Почти месяц Мария не выходила из детской спальни, воюя за каждого ребенка так же, как воевала бы за своих собственных детей.
— Врешь, костлявая! Не отдам! – стискивала она зубы по ночам, когда очередного ее пациента трепало так, что постель становилась насквозь мокрой, а стоны было слышно даже в том крыле дома, где спали ее дети.
Мария держала в объятиях ребенка, и то молилась, то ругалась с той, кому не готова была отдать маленькую жизнь.
— Не тронь! Не твое! Ему жить да жить еще! Зачем пришла сюда?! Убирайся!
Ей чудилось, что она видит в углу комнаты странную темную фигуру. Очертания ее были размытыми и нечеткими, но Мария всегда ловила тот момент, когда страшная гостья поднимала руку и тянулась к детской кроватке.
— Прочь! – заслоняла собой ребенка Мария. – Убирайся! Не дам!
И отступала страшная. Не решалась подойти к матери, которая хоть и не была кровной, но билась с нею, как за свое дитя.
Ни одного ребенка Мария не потеряла.
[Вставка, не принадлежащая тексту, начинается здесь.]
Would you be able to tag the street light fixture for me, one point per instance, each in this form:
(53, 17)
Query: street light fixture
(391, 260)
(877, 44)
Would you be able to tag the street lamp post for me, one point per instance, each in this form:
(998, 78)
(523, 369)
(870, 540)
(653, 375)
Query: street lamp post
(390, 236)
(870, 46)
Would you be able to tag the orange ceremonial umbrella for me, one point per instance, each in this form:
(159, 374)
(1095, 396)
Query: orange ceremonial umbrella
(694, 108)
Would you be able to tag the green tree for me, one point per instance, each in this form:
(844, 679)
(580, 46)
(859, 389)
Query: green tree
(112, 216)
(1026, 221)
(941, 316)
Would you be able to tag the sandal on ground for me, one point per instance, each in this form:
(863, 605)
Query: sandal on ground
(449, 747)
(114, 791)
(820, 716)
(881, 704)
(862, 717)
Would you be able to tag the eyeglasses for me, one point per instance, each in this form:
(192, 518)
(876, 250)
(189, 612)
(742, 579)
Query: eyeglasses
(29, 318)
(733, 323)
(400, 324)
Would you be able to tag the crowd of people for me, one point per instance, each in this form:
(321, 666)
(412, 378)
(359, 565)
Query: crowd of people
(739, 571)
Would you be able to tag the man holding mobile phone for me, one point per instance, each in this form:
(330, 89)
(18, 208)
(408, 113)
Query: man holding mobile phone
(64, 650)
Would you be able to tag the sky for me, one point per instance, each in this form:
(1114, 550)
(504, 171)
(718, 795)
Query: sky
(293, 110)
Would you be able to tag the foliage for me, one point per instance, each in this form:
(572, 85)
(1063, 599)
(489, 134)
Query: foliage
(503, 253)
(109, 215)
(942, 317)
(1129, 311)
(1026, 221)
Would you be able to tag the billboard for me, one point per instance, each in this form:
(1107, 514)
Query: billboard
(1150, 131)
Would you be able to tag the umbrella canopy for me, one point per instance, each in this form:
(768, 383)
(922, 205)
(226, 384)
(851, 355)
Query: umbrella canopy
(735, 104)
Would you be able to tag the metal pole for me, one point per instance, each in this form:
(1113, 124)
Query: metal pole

Не отдала той, что, уходя, подняла руку и поманила ее за собой.
— Врешь! Рано мне! Не пойду! – Мария покачала головой, всматриваясь в неясные очертания страшной. – Дети ведь у меня…
И снова послушалась ее та, для которой человеческий закон ничего не значил. Смирилась перед силой той, что вступилась собственной жизнью за тех, кто не были ей родными.